Personne ne veut penser à une rupture éventuelle, mais ça arrive. L'ARC a sa propre définition de l'union de fait à des fins d'impôt, mais concernant la division de la propriété et les paiements de soutien, les règles varient en fonction de votre province de résidence (lien en anglais).

J'ai demandé à Andy Hayher, un avocat spécialisé en droit familial de Calgary travaillant chez Vogel (lien en anglais), de me donner son avis sur certaines des différences dans la loi au Canada.

« En Colombie-Britannique, depuis mars 2013, des personnes non mariées, mais cohabitant depuis plus de deux ans, ont maintenant droit à une division en parts égales de la propriété. Un droit qui était auparavant réservé aux couples mariés, explique-t-il. »

Les choses sont assez différentes au Québec. « En 2013, la Cour suprême du Canada, dans une décision prise à 5 contre 4, a statué que le Code civil du Québec ne doit pas aux couples non mariés les mêmes droits que les couples mariés. Les individus en union de fait n'ont pas le droit de division de la propriété lors d'une rupture, ils n'ont pas non plus le droit de demander un 'soutien du partenaire', qui est l'équivalent des pensions alimentaires pour époux selon laLoi sur le divorce. »

Bien entendu, peu de gens commencent une relation à long terme en se concentrant sur comment ça pourrait finir et quelles en sont les ramifications financières. Du moins, pas la première fois. Mais Andy Hayher plaide en faveur de comprendre les règles à l'avance, car c'est important : « Les droits de propriété pour les couples non mariés ne sont pas universels au Canada et diffèrent d'une province à l'autre. Si vous commencez une cohabitation à long terme et que vous n'avez pas l'intention de vous marier, il est important de comprendre les implications légales et d'entamer la relation en toute connaissance de cause concernant vos droits légaux. Une rencontre avec un avocat en droit familial au début de la relation vous fournira l'information nécessaire ainsi que les options possibles et pourrait vous épargner beaucoup de stress et d'argent au bout du compte si votre relation se termine à un moment où à un autre. »

Un peu de prévention

Plusieurs jeunes couples pourraient ne pas même penser à demander un avis juridique puisqu'ils n'ont pas grand-chose à protéger. Les autres voient le fait de soulever l'idée comme un moyen infaillible pour garantir la fin immédiate de la relation. Mais il y a d'autres considérations à prendre en compte. Vous devriez avoir une bonne conversation à propos d'argent aussitôt que la relation devient plus sérieuse. Vous n'avez pas à planifier votre retraite dès lors, mais dès le début, vous devriez évaluer s'il y a ou non une compatibilité financière entre vous. Apprendre que votre partenaire possède plusieurs cartes de crédit dont la limite de crédit a été atteinte et totalisant plus de 20 000 $ de dettes après avoir déménagé ensemble pourrait vous donner la nausée.

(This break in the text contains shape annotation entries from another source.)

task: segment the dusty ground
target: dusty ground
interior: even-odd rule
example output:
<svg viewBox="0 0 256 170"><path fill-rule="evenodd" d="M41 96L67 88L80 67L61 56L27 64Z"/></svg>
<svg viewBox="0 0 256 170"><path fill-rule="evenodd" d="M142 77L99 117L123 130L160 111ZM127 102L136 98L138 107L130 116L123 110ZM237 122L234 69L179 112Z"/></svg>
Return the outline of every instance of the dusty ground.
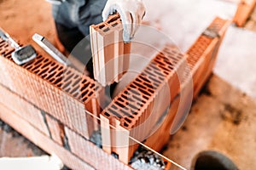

Personne n'est parfait et les problèmes d'argent peuvent être résolus. Parfois, un signal d'alarme financier a une explication légitime. Mais vous n'en savez rien tant que vous n'en parlez pas.

Si une relation amoureuse est assez sérieuse pour que vous considériez cohabiter, elle est assez sérieuse pour que vous ayez cette conversation ouverte à propos de vos finances. Être ouvert à propos de ses finances personnelles peut vous paraître bizarre au début, mais c'est un composant important d'une relation à long terme saine.